C’est la deuxième fois que je rencontre Salman Rushdie. Un verre teinté cache désormais son œil droit. Il a aussi perdu l’usage de sa main gauche, dans l’attaque qui a failli le tuer, le 12 août 2022, à Chautauqua dans l’État de New York. Lors de notre première rencontre, en 2018, pour la parution de La Maison Golden, je lui avais demandé : « L’écrivain est-il un voyeur à qui rien ne sert de brûler les yeux ? » Espiègle, il avait répondu : « Les écrivains sont beaucoup de mauvaises choses, des voyeurs, des voleurs… mais dans ce livre, je voulais surtout revoir le monde dans les yeux d’un jeune homme de vingt ans. »
Salman Rushdie se pense parfois d’une autre époque. Le romancier américano-britannique d’origine indienne est né en 1947. Il avait quarante et un ans, quand une fatwa a été prononcée à son encontre, après la publication de son quatrième roman Les Versets sataniques (éd. originale 1988). Menacé de mort, il a vécu dans la clandestinité, des années racontées dans Joseph Anton, une autobiographie (2012). Jamais pourtant son optimisme de résistance ne l’a quitté, prédisant dès 1989 le triomphe de la raison sur « les incendies de la haine [1] ». Jamais pourtant il n’a renoncé à défendre la liberté d’expression, le rôle de la création, l’art du roman. Ni à écrire, à raconter, à imaginer, vingt-cinq livres – dont une quinzaine de romans –, pour capter l’esprit de l’époque, et parce que « c’est la seule chose que je sais faire », répète-t-il à l’envi. « Parce que j’aime inventer, j’aime mentir ; parce que je n’ai pas encore trouvé comment ne pas écrire », répondait-il déjà au quotidien Libération après seulement trois romans, Grimus [2], Les Enfants de minuit (Booker Prize 1981) et La Honte, « parce qu’en écrivant, j’ai découvert en quoi je crois ».
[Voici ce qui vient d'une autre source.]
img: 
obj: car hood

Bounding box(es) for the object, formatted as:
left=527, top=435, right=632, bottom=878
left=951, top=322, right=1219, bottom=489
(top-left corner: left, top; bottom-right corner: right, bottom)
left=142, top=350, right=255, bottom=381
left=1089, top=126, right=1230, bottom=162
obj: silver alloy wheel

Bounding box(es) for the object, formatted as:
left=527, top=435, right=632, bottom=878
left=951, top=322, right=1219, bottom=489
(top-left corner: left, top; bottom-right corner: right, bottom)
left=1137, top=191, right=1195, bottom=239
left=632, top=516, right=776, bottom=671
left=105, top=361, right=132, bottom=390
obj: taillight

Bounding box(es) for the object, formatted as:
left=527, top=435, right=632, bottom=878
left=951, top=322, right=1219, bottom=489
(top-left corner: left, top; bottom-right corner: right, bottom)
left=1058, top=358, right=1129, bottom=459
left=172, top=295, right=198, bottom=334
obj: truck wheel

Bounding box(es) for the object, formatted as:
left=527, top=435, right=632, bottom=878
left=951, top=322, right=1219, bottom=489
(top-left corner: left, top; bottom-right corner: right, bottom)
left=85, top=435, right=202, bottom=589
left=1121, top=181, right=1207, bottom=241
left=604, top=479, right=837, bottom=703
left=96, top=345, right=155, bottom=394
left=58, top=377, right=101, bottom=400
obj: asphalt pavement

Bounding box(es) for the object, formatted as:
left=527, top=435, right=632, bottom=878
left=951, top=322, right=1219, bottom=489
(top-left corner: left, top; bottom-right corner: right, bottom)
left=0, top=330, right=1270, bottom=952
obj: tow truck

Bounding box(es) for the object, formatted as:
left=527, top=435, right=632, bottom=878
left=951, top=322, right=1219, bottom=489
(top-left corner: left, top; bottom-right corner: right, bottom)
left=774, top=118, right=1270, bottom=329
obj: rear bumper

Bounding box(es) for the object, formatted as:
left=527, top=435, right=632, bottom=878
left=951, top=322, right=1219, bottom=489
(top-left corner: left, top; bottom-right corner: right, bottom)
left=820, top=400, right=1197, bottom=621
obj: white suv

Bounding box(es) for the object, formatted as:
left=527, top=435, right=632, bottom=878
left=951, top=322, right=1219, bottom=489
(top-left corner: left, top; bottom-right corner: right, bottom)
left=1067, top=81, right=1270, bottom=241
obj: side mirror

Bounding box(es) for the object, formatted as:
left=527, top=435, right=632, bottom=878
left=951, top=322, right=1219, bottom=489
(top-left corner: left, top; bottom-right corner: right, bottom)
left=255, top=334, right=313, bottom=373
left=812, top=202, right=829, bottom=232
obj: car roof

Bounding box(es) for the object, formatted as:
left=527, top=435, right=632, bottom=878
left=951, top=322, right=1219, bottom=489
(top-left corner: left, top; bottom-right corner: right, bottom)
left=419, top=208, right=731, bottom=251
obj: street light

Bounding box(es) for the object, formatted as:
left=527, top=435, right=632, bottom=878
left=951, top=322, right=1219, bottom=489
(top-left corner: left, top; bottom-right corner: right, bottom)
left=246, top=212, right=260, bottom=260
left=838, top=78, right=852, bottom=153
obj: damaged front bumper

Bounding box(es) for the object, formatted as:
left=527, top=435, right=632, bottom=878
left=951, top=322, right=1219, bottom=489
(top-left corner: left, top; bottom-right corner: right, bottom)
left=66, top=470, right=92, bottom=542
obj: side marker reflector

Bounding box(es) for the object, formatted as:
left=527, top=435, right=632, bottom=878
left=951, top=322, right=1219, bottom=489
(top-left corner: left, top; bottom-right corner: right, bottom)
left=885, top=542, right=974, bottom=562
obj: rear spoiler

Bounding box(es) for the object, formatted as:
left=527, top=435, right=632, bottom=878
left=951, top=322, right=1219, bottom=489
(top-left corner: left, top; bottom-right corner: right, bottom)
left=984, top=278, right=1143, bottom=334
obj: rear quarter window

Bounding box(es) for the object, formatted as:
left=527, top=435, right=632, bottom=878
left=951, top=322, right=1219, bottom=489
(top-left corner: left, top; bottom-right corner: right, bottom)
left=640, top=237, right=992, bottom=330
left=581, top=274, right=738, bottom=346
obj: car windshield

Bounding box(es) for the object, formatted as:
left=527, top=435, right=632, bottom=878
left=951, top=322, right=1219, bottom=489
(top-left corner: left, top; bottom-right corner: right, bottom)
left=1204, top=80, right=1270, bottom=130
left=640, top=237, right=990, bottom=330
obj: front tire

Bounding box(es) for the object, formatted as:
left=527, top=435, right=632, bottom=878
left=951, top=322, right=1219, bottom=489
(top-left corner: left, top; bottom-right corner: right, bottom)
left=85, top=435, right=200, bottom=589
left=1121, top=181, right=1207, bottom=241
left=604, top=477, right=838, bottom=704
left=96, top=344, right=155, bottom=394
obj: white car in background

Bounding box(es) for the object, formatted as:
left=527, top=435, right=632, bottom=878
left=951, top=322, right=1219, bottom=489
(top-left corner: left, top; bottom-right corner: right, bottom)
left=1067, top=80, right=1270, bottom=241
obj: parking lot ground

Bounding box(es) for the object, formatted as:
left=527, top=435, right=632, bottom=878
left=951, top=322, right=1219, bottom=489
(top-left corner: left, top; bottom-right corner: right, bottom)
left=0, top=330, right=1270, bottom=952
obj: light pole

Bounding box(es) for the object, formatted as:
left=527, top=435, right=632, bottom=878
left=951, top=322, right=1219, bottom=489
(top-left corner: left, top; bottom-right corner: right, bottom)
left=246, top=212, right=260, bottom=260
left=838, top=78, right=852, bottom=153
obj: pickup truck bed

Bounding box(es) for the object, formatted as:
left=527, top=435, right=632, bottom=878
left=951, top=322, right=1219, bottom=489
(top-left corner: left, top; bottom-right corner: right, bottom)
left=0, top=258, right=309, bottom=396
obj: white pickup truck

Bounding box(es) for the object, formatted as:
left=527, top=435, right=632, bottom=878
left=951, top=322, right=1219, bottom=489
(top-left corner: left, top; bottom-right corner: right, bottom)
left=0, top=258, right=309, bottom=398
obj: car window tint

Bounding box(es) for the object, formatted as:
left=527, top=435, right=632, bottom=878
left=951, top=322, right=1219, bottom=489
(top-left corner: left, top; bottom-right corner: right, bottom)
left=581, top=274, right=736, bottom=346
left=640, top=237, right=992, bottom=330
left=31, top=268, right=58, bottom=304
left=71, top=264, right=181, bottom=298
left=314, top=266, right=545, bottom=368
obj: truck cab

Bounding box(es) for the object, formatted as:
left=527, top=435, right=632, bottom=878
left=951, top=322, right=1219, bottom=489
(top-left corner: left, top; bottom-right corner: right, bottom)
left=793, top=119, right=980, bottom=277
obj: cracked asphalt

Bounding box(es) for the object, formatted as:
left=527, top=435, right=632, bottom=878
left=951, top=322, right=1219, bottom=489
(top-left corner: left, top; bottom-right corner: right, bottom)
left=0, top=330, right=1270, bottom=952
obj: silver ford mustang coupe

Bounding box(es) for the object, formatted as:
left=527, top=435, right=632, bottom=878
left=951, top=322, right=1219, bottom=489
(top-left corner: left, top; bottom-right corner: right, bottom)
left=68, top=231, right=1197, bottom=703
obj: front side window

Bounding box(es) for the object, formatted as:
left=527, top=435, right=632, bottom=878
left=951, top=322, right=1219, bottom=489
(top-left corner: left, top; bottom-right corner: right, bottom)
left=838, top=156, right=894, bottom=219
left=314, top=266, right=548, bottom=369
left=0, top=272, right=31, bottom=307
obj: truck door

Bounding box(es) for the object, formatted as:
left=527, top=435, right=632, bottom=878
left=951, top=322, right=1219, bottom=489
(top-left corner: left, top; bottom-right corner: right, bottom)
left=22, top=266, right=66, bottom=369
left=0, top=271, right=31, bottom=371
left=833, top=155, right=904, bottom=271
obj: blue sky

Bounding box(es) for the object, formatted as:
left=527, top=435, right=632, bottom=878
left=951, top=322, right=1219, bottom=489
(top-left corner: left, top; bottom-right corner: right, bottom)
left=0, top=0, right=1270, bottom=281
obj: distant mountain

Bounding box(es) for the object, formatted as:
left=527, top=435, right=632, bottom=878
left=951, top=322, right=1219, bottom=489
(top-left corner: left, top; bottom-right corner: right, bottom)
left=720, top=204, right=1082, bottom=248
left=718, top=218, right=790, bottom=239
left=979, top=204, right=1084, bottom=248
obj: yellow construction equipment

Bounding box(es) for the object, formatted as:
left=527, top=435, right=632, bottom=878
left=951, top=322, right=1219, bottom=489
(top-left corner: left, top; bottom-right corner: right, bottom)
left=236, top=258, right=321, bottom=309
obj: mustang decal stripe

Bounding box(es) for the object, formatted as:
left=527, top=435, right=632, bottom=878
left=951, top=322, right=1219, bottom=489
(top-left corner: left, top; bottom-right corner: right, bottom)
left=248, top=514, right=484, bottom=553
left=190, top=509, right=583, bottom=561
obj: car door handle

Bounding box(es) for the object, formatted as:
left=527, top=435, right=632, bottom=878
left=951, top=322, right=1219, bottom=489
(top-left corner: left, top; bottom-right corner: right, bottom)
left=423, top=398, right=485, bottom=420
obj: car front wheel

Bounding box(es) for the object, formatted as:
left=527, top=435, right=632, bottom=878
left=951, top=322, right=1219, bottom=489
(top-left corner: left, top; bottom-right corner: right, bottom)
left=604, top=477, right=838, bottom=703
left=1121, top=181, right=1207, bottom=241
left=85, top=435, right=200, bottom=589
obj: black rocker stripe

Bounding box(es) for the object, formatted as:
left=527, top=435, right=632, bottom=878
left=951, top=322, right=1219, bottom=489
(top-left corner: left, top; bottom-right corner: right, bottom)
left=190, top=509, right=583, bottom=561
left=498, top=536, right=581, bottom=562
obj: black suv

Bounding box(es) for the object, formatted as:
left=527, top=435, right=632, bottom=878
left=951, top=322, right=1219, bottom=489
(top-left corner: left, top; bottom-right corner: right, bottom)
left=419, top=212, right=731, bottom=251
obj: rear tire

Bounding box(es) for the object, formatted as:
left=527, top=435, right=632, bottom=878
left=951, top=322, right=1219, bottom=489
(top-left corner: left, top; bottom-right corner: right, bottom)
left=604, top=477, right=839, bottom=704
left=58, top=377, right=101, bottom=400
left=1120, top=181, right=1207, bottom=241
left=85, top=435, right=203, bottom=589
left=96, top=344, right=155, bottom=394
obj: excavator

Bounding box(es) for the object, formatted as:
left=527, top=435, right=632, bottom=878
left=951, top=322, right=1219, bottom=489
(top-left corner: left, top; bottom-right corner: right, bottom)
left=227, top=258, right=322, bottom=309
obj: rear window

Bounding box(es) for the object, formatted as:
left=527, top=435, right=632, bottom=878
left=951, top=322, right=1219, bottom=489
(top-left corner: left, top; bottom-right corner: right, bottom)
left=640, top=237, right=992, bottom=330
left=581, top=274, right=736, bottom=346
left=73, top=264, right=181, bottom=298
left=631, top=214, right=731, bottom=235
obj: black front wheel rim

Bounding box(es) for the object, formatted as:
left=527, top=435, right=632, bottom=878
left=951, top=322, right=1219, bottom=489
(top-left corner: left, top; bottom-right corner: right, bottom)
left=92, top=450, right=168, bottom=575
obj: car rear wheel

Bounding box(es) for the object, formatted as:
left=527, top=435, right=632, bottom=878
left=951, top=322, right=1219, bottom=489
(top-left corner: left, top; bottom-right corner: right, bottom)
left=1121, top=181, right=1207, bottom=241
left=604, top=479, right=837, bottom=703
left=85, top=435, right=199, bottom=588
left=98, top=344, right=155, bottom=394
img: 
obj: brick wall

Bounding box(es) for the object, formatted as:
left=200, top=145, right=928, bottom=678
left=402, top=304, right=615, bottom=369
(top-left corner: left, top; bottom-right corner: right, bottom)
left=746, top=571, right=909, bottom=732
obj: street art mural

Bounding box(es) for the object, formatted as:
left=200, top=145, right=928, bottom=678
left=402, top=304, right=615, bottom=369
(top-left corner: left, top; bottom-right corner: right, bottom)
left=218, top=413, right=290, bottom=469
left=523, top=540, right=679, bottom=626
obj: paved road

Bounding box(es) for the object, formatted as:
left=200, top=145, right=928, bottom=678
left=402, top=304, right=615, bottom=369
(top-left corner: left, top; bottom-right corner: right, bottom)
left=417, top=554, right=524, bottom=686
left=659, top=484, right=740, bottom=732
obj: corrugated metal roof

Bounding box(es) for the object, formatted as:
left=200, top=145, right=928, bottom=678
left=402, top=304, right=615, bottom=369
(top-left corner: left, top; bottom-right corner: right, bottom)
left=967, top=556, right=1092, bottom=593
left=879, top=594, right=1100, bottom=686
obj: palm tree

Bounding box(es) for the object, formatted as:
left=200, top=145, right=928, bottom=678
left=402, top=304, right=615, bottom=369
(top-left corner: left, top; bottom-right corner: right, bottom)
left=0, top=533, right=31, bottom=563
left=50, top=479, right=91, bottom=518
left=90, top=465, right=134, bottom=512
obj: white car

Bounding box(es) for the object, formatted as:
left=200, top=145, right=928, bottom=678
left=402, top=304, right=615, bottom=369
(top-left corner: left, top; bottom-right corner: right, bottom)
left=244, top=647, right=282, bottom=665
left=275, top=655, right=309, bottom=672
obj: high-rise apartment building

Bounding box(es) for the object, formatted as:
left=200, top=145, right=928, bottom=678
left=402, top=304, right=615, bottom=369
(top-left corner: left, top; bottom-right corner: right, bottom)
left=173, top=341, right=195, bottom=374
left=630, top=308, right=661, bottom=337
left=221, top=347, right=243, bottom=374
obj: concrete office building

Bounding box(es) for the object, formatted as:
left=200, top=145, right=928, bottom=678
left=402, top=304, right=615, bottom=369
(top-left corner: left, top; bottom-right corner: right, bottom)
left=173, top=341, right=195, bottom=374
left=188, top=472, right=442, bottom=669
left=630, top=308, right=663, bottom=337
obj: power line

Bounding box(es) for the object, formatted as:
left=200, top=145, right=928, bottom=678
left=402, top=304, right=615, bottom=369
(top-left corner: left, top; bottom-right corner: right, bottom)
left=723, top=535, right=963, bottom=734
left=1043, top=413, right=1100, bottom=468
Rushdie ne croit ni aux prémonitions, ni en Dieu, mais après douze coups de couteau, il le sait, sa survie tient du miracle. Et aux soins minutieux des médecins, et à l’amour des siens, mais surtout à une force de résistance qui rayonne et impressionne, chez cet homme. « Pour renaître, il faut d’abord mourir », prévient l’incipit des Versets sataniques, « comment sourire à nouveau, si l’on ne veut pas pleurer d’abord ? ». Les mois qui ont suivi l’agression, son imagination était trop occupée à rejouer mille fois la scène au ralenti. Pour se libérer l’esprit, il a enfermé ses cauchemars dans un livre très attendu, Le Couteau. Réflexions suite à une tentative d’assassinat, son premier édité chez Gallimard [3]. Sa version des faits intéresse désormais la justice américaine : son récit est devenu une preuve potentielle. Le procès de l’homme accusé d’avoir poignardé l’auteur a été reporté en raison de la publication prochaine de l’ouvrage. Une décision qui finira de convaincre Salman Rushdie que les écrivains n’ont pas de pouvoir, alors que les livres, ô combien…
Olivia Gesbert
- [1] Patries imaginaires, première parution en France en 1993 chez Christian Bourgois ; sera réédité par « Folio » en avril 2024 sous le titre Essais 1981-2002, traduit de l’anglais par Philippe Delamare et Aline Chatelin.
- [2] Grimus, premier roman de Salman Rushdie, sorti chez Lattès en 1977 ; longtemps épuisé, est réédité en 2023 par Gallimard en « Folio ».
- [3] Le Couteau. Réflexions suite à une tentative d’assassinat, traduction de Gérard Meudal, « Du Monde entier », à paraître le 18 avril 2024 chez Gallimard.